Kanacheta continues his stroking. Somewhere far away he is humming, and the puffball cat, sitting couchant upon our cadet’s tum (compressing a quart of café con leche against her bladder) joins in with a steady bass purr. The incense is sweet and druggy, as lulling as the flickering green candlelight, and despite the grinding of her teeth, the cadet is starting to slither into a little dream of coziness. She doesn’t notice when the hum turns into Gramatica, the language of magick; her lashes don’t flutter, her breathing hardly murmurs, but her little white teeth suddenly stop clenching a dull ache into her head and her jaw goes slack. Kanacheta’s patient massage has smoothed away her edges, and she is asleep.
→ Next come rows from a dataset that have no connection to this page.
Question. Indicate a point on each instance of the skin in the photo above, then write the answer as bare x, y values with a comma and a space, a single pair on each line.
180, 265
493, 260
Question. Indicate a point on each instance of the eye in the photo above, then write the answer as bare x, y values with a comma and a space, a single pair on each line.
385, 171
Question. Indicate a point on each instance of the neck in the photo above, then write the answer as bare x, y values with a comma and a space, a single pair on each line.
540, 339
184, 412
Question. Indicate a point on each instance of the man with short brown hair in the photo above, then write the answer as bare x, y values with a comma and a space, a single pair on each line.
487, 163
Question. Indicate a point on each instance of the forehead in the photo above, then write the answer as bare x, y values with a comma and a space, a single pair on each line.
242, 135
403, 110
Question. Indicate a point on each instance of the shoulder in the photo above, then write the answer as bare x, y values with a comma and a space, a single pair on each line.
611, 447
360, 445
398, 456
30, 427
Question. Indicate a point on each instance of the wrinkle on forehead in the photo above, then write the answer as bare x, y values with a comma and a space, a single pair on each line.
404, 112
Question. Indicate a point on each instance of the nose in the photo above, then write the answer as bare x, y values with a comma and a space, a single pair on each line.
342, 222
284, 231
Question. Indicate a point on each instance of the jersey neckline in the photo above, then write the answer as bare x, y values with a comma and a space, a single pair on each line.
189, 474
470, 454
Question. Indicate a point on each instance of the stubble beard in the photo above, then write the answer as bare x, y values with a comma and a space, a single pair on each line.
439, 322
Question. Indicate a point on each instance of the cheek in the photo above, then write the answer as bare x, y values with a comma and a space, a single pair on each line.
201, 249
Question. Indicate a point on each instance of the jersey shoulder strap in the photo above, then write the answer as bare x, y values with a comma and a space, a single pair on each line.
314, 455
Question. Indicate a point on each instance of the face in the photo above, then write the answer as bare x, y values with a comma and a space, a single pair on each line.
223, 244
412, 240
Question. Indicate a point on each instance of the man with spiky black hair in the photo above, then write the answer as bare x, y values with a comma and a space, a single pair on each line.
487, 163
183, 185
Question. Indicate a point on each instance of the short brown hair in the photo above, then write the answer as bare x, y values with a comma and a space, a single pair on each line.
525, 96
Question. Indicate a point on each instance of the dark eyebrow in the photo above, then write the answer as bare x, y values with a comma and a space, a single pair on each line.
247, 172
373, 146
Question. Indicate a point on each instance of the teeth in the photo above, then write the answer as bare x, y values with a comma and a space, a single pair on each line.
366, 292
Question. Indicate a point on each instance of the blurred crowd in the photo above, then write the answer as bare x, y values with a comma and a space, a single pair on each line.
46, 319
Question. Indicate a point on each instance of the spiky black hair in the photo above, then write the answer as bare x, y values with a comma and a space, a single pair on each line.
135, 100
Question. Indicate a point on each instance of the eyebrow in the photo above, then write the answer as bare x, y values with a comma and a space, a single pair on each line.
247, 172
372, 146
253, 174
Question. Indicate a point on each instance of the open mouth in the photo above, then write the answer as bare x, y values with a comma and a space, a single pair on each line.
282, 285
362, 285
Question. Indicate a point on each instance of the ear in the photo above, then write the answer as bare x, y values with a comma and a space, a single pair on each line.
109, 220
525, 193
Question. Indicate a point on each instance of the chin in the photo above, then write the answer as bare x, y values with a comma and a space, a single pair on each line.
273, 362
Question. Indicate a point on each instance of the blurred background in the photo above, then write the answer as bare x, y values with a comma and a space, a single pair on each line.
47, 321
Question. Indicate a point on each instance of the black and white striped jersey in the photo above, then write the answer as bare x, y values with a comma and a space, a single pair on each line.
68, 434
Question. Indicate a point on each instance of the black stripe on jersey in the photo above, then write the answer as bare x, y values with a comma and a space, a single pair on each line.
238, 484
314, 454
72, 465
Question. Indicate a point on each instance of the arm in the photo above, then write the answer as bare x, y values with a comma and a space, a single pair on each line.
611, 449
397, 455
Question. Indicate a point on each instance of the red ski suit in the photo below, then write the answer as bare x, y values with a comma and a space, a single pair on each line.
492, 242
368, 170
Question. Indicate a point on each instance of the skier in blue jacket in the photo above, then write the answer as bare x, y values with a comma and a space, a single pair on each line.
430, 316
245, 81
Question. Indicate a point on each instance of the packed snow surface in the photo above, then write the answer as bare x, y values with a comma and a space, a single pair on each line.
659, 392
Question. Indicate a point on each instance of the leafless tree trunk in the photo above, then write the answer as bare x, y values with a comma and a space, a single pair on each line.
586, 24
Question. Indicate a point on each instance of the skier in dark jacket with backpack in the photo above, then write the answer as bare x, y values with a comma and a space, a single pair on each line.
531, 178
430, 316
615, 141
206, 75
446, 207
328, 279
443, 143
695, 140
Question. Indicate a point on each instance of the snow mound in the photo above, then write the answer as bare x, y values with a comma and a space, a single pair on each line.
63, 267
Kanacheta’s Gramatica is slow and slurry, and his sounds are thick as his intent. The words flow like molasses, intertwine with the incense smoke, tickle the cat’s quivering pink nose. Some magicians speak Gramatica like crashing thunder, and each word sparks fire out of the Æyther, but Kanacheta likes to bend around the edges of the Current, likes to slide along its supple length, silent and subtle. He cares little for flashy effect, so his magick is quiet, but it is concentrated and intense. The edges of the room have blurred in the darkness; shadows move sinuously on the wall, most thrown by the candles, but not all.
After a long time, the candle sputters into itself and the shadows on the high white walls extinguish. Kanacheta’s invocation, which has lingered on the air, although he has long since gone silent, fades. Into this stillness, the cadet’s eyes open and she says: “I haven’t got all night—”
He bends over her, smoothing a wayward fall of golden braid from her face. “Kiss me.”
“What?” She recoils, though she can’t go far, trapped against the barrier of his body.
“To seal the sigil.”
She grimaces, and puckers pink lips, fishily.
Their lips meet briefly. There is no heat. Just a soft pressure and the thin press of flesh against flesh.
“Χηαiο
jαθε,” he says. The Word sparks like a firefly. It makes the candlelight seem dim and insignificant.
“Am I done?”
Kanacheta turns, reaching an arm into darkness, handing her a mirror. She elbows up on his lap, not too carefully, and peers into the silver circle. She sees herself as she always has: round face and pouty lips. That horrible tri-colored hair. Squinty blue glare which has grown more glare-y at the sight of her unchanged reflection. “But I am no different!”
“To you perhaps, but not to everyone else.”
“What will they see?”
“What they expect to. The sigil clouds their perceptions.”
“How long will the Glamour last?”
“Till moonrise. After then, you shall be, to everyone, yourself again. But until then, I’ll warrant your own mother shall not recognize you.”
The cadet touches her fingers to her lips. Her nails are ragged, the cuticles raw.
“It’s not my mother I wish to fool,” she says. “It’s my darling husband.”
IV. The Redlegs
Meanwhile, elsewhere: the Redlegs cannot claim to the be oldest regiment in the Army of Califa. Nor can they claim to be the smallest, the meanest, or even the most decorated. Still, they must have a special point of regimental pride, and so, casting about within the Tide of Attributes for a suitable distinguishing trait, they chose two characteristics which they practiced until perfect. And by these characteristics they have ever since been known: Loudness and Drunkenness.